Albert Einstein defined insanity as doing the same thing over and over and expecting a different result. By that definition, clearly our economic policymakers in Washington belong in the little rooms with padded walls.

Karl Denninger discusses below the use of debt as a means to bolster GDP. There is not a sign of evidence to support government’s belief/actions. If that is truly government’s objective, then surely insanity is a difficult conclusion to avoid.

But there are other motives, unstated but possibly driving government behavior. My guess is that the primary purpose of government over much of the past thirty years was to grow bigger and more powerful. More recently, growing government has likely been displaced by saving government from bankruptcy. Debt is now needed to enable government to continue paying its bills. Either of these hypotheses is consistent with the data and likely more plausible than insanity. Perhaps there are other motivations that could be at work.

Denninger does not speculate regarding motives and just presents the devastating data:

You’d think that after more than fifty years people would wake the hell up and smell the coffee.

What is this chart?  Why, the history of our idiocy.  It’s quite simple; this is the multiple that each dollar of debt (anywhere in the economy) has returned in GDP looked at on a quarter-on-quarter basis, net of the debt increase itself.  That is, if the multiple is “1″ then for each dollar of debt added to the economy there was one dollar of output in the form of GDP added as well during the same period of time.  If it’s “0″ then the debt itself produced no additional output, but did fund itself.  If it’s negative, well, into the black hole you go.  Since this is a quarterly number it’s quite noisy but there’s no mistaking what it tells you.

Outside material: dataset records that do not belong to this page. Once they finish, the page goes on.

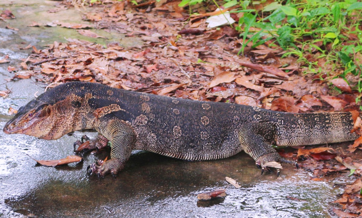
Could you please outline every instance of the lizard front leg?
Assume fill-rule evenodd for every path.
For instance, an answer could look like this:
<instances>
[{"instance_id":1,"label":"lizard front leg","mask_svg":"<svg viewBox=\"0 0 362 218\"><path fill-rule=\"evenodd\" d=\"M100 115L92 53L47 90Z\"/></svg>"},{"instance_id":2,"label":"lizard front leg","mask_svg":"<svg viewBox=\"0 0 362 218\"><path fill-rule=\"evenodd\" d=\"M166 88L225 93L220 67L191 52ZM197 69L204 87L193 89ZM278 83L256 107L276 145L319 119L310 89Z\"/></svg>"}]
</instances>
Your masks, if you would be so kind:
<instances>
[{"instance_id":1,"label":"lizard front leg","mask_svg":"<svg viewBox=\"0 0 362 218\"><path fill-rule=\"evenodd\" d=\"M109 141L108 138L99 133L97 137L92 139L89 139L86 135L84 135L82 136L81 140L81 141L79 140L74 142L74 149L76 152L86 152L94 149L98 150L106 146ZM85 140L84 142L83 142L83 140ZM79 147L76 149L75 147L77 145Z\"/></svg>"},{"instance_id":2,"label":"lizard front leg","mask_svg":"<svg viewBox=\"0 0 362 218\"><path fill-rule=\"evenodd\" d=\"M239 132L239 140L243 150L255 160L255 163L261 168L261 174L265 170L269 170L265 165L268 162L275 162L295 165L293 162L282 157L272 145L275 140L277 129L272 123L249 123L243 124ZM278 176L280 172L277 169Z\"/></svg>"},{"instance_id":3,"label":"lizard front leg","mask_svg":"<svg viewBox=\"0 0 362 218\"><path fill-rule=\"evenodd\" d=\"M115 117L104 118L96 128L111 141L111 159L100 166L93 163L87 168L88 173L99 177L110 173L114 176L124 167L135 147L136 134L130 125Z\"/></svg>"}]
</instances>

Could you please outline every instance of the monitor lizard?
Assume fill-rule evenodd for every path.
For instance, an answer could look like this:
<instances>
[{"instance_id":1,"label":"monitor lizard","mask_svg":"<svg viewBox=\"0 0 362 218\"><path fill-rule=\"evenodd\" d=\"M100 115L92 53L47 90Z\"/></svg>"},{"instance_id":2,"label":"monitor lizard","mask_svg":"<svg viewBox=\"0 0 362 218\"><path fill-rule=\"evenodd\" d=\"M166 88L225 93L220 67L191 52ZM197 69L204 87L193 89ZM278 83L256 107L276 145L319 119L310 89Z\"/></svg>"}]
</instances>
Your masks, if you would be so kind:
<instances>
[{"instance_id":1,"label":"monitor lizard","mask_svg":"<svg viewBox=\"0 0 362 218\"><path fill-rule=\"evenodd\" d=\"M95 129L95 138L86 137L85 142L76 144L79 150L100 149L111 142L110 159L87 169L102 177L121 170L134 149L189 160L224 158L244 150L262 174L270 169L265 164L271 162L298 167L272 145L354 140L359 136L350 132L353 127L349 112L291 113L73 82L52 88L20 107L3 131L54 140L74 131Z\"/></svg>"}]
</instances>

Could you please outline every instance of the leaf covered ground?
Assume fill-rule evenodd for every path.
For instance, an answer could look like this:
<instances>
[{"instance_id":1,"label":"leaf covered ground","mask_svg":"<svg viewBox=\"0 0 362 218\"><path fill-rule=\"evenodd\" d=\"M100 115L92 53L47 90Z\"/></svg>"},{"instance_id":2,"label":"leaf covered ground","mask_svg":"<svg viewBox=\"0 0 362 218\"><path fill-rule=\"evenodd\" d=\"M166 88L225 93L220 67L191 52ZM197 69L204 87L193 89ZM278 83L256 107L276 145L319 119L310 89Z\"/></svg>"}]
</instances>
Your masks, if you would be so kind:
<instances>
[{"instance_id":1,"label":"leaf covered ground","mask_svg":"<svg viewBox=\"0 0 362 218\"><path fill-rule=\"evenodd\" d=\"M178 6L180 1L149 1L135 5L126 1L104 1L85 6L60 2L48 12L56 13L75 5L83 20L91 24L56 21L38 23L31 19L24 22L29 22L29 28L60 26L94 38L104 37L93 31L102 29L120 37L140 39L143 44L125 47L118 39L107 45L68 39L41 50L29 45L22 48L31 50L29 57L20 66L8 68L14 73L9 80L33 77L47 84L97 82L155 94L295 113L359 110L356 99L360 94L354 87L359 85L359 75L352 70L341 72L342 77L331 73L335 63L327 61L321 50L311 48L302 54L307 62L316 63L319 69L315 73L306 73L310 71L310 65L300 61L298 47L294 52L287 51L283 47L286 43L279 41L255 46L253 42L247 41L252 37L250 34L240 34L246 32L245 27L237 22L208 27L207 18L220 13L215 12L215 4L199 6L196 8L198 14L190 16L189 8ZM263 8L253 9L261 13ZM240 21L245 19L245 14L239 12L230 17ZM0 14L0 22L16 18L9 10ZM257 26L249 27L248 31L258 30ZM265 42L270 40L267 37ZM314 44L327 47L335 42ZM360 57L359 52L354 55L355 59ZM7 62L7 58L0 60L0 63ZM8 92L0 91L0 95L5 97ZM313 180L350 174L350 184L339 184L345 192L335 202L341 207L336 207L333 211L340 217L354 217L362 212L362 161L354 153L361 149L360 141L341 149L303 148L279 151L283 157L298 159L302 167L312 172Z\"/></svg>"}]
</instances>

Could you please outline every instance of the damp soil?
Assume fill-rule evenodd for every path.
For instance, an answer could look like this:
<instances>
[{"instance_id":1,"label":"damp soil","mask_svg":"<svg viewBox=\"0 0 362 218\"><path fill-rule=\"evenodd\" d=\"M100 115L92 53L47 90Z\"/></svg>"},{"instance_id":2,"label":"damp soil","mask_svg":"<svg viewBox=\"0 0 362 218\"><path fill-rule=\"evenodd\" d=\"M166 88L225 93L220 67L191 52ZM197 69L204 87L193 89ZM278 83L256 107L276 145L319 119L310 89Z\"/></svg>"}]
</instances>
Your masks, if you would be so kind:
<instances>
[{"instance_id":1,"label":"damp soil","mask_svg":"<svg viewBox=\"0 0 362 218\"><path fill-rule=\"evenodd\" d=\"M68 38L101 44L116 41L126 47L140 43L133 38L128 42L124 36L111 33L96 31L108 38L94 39L74 30L26 26L24 21L30 17L43 23L86 23L74 9L50 14L47 10L54 1L0 3L0 10L9 9L16 17L7 23L0 23L0 59L8 55L10 60L0 64L0 89L12 91L8 97L0 98L1 129L12 116L8 111L10 107L18 108L46 86L31 79L5 80L13 76L8 67L18 64L31 52L20 49L19 45L31 44L41 48ZM7 25L19 30L7 29ZM38 165L30 158L55 159L72 155L73 142L84 134L76 132L47 141L0 131L0 217L332 217L332 202L342 192L333 184L350 179L346 175L338 181L314 181L310 172L285 165L279 178L275 173L261 175L252 159L244 152L222 160L186 161L134 151L118 176L101 179L88 176L86 168L104 159L108 149L85 154L82 162L56 167ZM241 188L228 185L226 176L236 180ZM198 194L220 188L227 189L226 197L198 201Z\"/></svg>"}]
</instances>

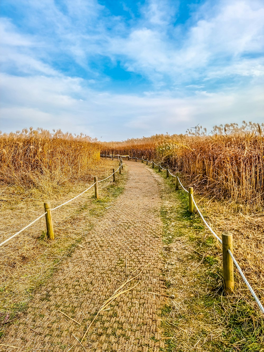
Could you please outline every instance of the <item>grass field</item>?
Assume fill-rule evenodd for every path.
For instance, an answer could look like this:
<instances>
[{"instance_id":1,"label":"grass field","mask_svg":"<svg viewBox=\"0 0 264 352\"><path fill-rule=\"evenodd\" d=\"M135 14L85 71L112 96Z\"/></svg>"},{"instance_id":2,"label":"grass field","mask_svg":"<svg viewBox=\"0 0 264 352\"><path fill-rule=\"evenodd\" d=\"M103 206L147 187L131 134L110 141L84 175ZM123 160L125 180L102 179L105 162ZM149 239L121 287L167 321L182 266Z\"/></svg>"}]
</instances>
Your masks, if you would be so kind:
<instances>
[{"instance_id":1,"label":"grass field","mask_svg":"<svg viewBox=\"0 0 264 352\"><path fill-rule=\"evenodd\" d=\"M264 125L245 122L240 127L215 126L212 132L208 135L199 128L196 136L190 131L185 135L156 135L108 143L41 128L1 134L0 235L5 239L7 234L14 233L43 213L48 198L56 206L87 188L94 176L101 179L112 173L113 168L118 167L117 159L100 158L100 153L153 159L168 165L174 173L180 171L184 186L194 187L199 208L220 237L222 231L233 234L235 257L263 303ZM55 213L53 243L47 240L43 218L11 245L0 247L0 337L10 325L19 322L29 302L63 258L80 249L84 236L92 235L93 226L105 209L123 191L126 167L116 185L112 178L104 183L99 201L95 201L92 188ZM159 173L164 178L165 174ZM186 297L181 307L172 301L162 309L164 351L187 351L189 342L197 351L259 352L260 346L264 348L261 313L235 271L234 294L223 295L221 246L197 214L188 214L187 198L180 190L175 192L173 181L165 180L162 194L166 263L162 275L170 294L177 291ZM176 221L182 226L176 228ZM186 250L184 255L179 254L178 247ZM175 266L178 262L187 263L190 271L182 264ZM167 340L172 332L178 342Z\"/></svg>"},{"instance_id":2,"label":"grass field","mask_svg":"<svg viewBox=\"0 0 264 352\"><path fill-rule=\"evenodd\" d=\"M215 126L209 134L156 135L103 144L108 153L143 157L182 172L204 195L228 201L237 210L264 207L264 124ZM188 132L188 131L187 131Z\"/></svg>"}]
</instances>

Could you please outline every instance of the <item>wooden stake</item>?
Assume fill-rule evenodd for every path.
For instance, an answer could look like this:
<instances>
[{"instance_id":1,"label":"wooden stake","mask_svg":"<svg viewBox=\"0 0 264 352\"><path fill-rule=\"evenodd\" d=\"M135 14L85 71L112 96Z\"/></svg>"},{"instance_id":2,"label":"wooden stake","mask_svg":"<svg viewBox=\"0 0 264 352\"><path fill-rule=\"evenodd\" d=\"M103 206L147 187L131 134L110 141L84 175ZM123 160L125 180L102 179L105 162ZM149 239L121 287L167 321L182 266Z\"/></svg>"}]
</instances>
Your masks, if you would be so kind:
<instances>
[{"instance_id":1,"label":"wooden stake","mask_svg":"<svg viewBox=\"0 0 264 352\"><path fill-rule=\"evenodd\" d=\"M176 172L176 182L175 183L175 189L179 189L179 180L178 178L179 177L179 173Z\"/></svg>"},{"instance_id":2,"label":"wooden stake","mask_svg":"<svg viewBox=\"0 0 264 352\"><path fill-rule=\"evenodd\" d=\"M99 198L99 192L98 192L98 179L97 176L94 176L94 191L95 198L98 199Z\"/></svg>"},{"instance_id":3,"label":"wooden stake","mask_svg":"<svg viewBox=\"0 0 264 352\"><path fill-rule=\"evenodd\" d=\"M191 195L192 194L193 196L193 187L189 187L188 190L189 191L189 212L190 214L192 214L193 213L194 205Z\"/></svg>"},{"instance_id":4,"label":"wooden stake","mask_svg":"<svg viewBox=\"0 0 264 352\"><path fill-rule=\"evenodd\" d=\"M230 232L222 232L224 290L227 295L234 292L234 263L228 252L233 253L233 235Z\"/></svg>"},{"instance_id":5,"label":"wooden stake","mask_svg":"<svg viewBox=\"0 0 264 352\"><path fill-rule=\"evenodd\" d=\"M54 232L53 231L53 224L52 222L51 210L50 209L50 202L46 202L44 203L44 208L45 210L45 218L46 218L46 225L47 226L47 234L48 238L51 240L54 239Z\"/></svg>"}]
</instances>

If you pay attention you’ll note that since 1980 this has never been positive – not even for one quarter – and it was only rarely positive before that time!

Why is this important?  Because it underlies the idiocy of everything we’re attempting at the present time with our economic policy.  It underlies every claim about “getting lending going to small businesses” and “getting lending going to consumers.”

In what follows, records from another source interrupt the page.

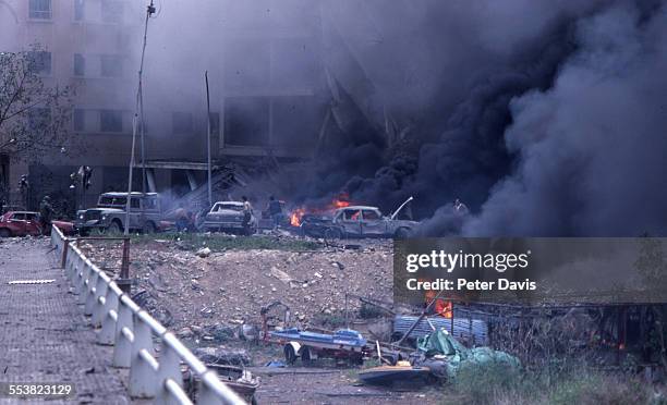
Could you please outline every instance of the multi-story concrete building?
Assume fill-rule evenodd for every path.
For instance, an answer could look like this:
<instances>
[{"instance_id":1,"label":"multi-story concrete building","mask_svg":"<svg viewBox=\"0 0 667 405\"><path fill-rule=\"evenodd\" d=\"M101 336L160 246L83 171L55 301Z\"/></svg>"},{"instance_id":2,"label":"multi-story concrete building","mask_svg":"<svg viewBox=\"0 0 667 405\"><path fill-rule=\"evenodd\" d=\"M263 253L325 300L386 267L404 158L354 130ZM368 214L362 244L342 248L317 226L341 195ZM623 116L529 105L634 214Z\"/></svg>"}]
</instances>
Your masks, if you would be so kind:
<instances>
[{"instance_id":1,"label":"multi-story concrete building","mask_svg":"<svg viewBox=\"0 0 667 405\"><path fill-rule=\"evenodd\" d=\"M317 7L303 0L205 3L159 2L157 19L149 22L147 186L159 192L182 194L205 179L206 70L216 164L308 157L325 116ZM14 201L22 174L32 179L31 205L46 193L71 199L68 193L77 192L70 191L70 173L82 164L94 172L85 197L74 197L78 205L94 202L100 192L126 188L145 5L0 1L0 50L44 48L45 83L76 89L71 136L81 146L66 158L54 151L39 161L14 163L5 157L2 180ZM137 162L140 150L137 143ZM141 187L138 171L135 179L135 188Z\"/></svg>"}]
</instances>

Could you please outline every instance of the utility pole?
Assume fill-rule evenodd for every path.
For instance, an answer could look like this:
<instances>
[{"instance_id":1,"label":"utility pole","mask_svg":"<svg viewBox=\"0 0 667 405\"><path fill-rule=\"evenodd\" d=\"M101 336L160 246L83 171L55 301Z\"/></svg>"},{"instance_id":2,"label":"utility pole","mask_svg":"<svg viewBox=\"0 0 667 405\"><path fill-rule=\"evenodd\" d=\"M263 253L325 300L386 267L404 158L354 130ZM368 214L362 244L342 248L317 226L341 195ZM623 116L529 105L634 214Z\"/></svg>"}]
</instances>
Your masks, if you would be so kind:
<instances>
[{"instance_id":1,"label":"utility pole","mask_svg":"<svg viewBox=\"0 0 667 405\"><path fill-rule=\"evenodd\" d=\"M132 151L130 156L130 170L128 174L128 200L125 204L125 231L124 234L130 234L130 201L132 197L132 171L134 170L134 147L136 145L136 130L137 125L142 125L142 142L143 142L143 133L144 133L144 120L143 120L143 96L142 96L142 76L144 73L144 57L146 56L146 38L148 36L148 19L150 15L155 14L155 5L153 3L154 0L150 0L150 5L146 8L146 22L144 24L144 45L142 47L142 61L140 64L138 71L138 86L136 89L136 108L134 110L134 116L132 118ZM140 114L142 115L140 119ZM143 158L142 158L143 159ZM144 179L145 181L145 179Z\"/></svg>"},{"instance_id":2,"label":"utility pole","mask_svg":"<svg viewBox=\"0 0 667 405\"><path fill-rule=\"evenodd\" d=\"M210 183L210 94L208 91L208 71L204 73L206 79L206 149L208 154L208 207L213 207L213 184Z\"/></svg>"}]
</instances>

Lending – that is, the increase in debt - is not additive to GDP, it is subtractive!

This is the exact opposite of what is trumpeted on CNBS every day, it is the opposite of what our President has said, it is the opposite of what Congress has claimed is their goal in their regulatory zeal and it is the opposite of what is taught in our edifices of “higher education“.

But this – directly from The Fed’s and BEA’s own numbers – says that all of those “economic theories” are in fact crap.  They are in fact knowing lies in the face of what is nearly sixty years of unbroken statisticalfact.

Your challenge is to calibrate the policies and expected outcomes of our government’s policy, the ECB’s and EU’s policy, and other government policy and pronouncement against this statistical and irrefutable fact and then figure out the likely outcome of once again doing the same thing we’ve done over the last thirty unbroken years.